This Monday through Wednesday, the graduate and professional students of this university have the opportunity to elect a president of GAPSA to represent them. The slate that will appear on the ballot does not represent any meaningful choice. I am interjecting myself into this process as a write-in candidate to provide a real alternative to the self-identified “team.” I believe in transparency, accountability and democracy. The existing slate has demonstrated no similar commitment.

I am a doctoral candidate in economics. In addition to my involvement with GAPSA, I am currently the vice president of the Council of Graduate Students, an organization representing students seeking Ph.D.s as opposed to M.D.s or MBAs. In my four years of involvement, I have actively worked on issues ranging from reforming the fees process to defending academic freedom to promoting the data-driven evaluation of University of Minnesota services and nearly everything in between. I have put in the hours to learn how to navigate my way through the maze of the administrative bureaucracy to effect change.

In my opponents’ April 4 letter, they criticized the Minnesota Daily, among others, for failing to understand that democracy need not include any element of competition and can be a collaborative process. I am sure that Vladimir Putin would agree with their sentiment. The essence of democracy is precisely competition between competing viewpoints. This is how such things work. However, this warped view of what constitutes democracy is consistent with the leadership style that I have observed.

I am a voting member of their General Assembly and can only describe its leadership as disturbing. I have received virtually no relevant information regarding the running of our organization from the leadership. As a result, I have had to actively search for information elsewhere, and on my own time I’ve tried to be a competent member of the assembly. Only by reading the draft budget they must submit to Student Union and Activities did I discover that they have raised their compensation massively without bothering to inform the assembly and certainly without asking the assembly’s approval. This is not my idea of transparency.

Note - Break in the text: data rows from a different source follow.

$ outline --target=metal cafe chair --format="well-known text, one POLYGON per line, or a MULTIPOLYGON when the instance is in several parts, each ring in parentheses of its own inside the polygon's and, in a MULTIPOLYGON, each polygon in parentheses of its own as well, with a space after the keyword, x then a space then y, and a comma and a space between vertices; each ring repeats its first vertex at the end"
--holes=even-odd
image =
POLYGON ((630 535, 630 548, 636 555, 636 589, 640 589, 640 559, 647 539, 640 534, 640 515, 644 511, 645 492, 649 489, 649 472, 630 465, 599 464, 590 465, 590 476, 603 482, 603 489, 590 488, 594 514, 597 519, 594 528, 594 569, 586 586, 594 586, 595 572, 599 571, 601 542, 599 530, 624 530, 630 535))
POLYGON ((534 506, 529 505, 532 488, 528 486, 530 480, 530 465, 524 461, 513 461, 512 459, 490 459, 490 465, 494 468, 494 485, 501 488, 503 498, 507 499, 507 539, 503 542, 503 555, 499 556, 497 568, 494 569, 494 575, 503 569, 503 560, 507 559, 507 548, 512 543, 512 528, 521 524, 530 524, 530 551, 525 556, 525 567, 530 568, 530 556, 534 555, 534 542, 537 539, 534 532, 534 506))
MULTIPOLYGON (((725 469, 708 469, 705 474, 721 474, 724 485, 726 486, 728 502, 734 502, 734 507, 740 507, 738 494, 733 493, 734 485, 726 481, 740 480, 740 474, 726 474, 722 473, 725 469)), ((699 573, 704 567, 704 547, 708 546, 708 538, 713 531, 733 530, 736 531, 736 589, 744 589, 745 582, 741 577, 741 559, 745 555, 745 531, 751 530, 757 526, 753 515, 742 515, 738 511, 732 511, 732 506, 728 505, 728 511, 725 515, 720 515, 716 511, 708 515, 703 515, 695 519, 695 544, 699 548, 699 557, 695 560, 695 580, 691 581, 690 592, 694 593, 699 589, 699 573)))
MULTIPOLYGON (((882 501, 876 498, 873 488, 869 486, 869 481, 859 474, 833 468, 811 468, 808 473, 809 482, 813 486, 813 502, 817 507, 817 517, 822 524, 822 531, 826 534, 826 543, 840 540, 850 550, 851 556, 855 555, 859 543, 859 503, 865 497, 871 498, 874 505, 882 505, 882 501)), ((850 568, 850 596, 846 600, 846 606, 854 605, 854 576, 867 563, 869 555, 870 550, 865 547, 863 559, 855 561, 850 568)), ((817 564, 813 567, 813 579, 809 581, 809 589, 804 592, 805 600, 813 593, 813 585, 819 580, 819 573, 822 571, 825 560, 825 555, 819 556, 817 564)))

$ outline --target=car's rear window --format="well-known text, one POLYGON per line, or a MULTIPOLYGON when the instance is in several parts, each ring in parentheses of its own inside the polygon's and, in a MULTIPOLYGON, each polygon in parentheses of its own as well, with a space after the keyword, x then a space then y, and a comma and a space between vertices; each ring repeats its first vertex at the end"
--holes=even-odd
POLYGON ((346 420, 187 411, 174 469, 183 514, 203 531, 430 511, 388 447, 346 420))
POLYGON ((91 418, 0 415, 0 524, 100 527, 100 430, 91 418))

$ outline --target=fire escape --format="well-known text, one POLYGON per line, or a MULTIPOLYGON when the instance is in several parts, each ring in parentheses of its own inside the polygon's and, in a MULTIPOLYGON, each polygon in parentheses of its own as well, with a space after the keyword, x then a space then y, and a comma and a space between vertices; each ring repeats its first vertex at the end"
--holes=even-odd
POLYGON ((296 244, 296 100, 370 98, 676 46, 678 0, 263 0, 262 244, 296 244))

They run an organization in which the leadership has explicit and sole control over its own compensation. This is an outrageously unethical arrangement. The executive board of this kind of an organization should be the servant of the General Assembly. Given the total lack of information sharing, the General Assembly has been utterly usurped and reduced to rubberstamping the private decision-making of the leadership. At one point this year, the assembly voted on a slate of roughly 10 resolutions as a block with a single up or down vote. We were denied the right to separate the items, to amend them or even to discuss them.

 In their letter, my opponents listed their restructuring of the organization as their principle accomplishment even as they never attempted to address the major structural issues and actively opposed efforts by members to do so.

GAPSA controls $400,000 of student fees money, and my opponents believe that they deserve $90,000 of that total in stipends and benefits. If honored with election by my peers, I am confident that I could cut $80,000 from my opponents’ proposed compensation and spend that money for the benefit of all students with the option of reducing fees in the future.

Whatever they say, the candidates’ actions show they are not interested in leading a democratic, transparent or accountable organization. It is that contrast that inspired me to run, and in the spirit of openness and clear communication, I humbly ask my fellow students for their votes. Please make your voices heard at vote.umn.edu.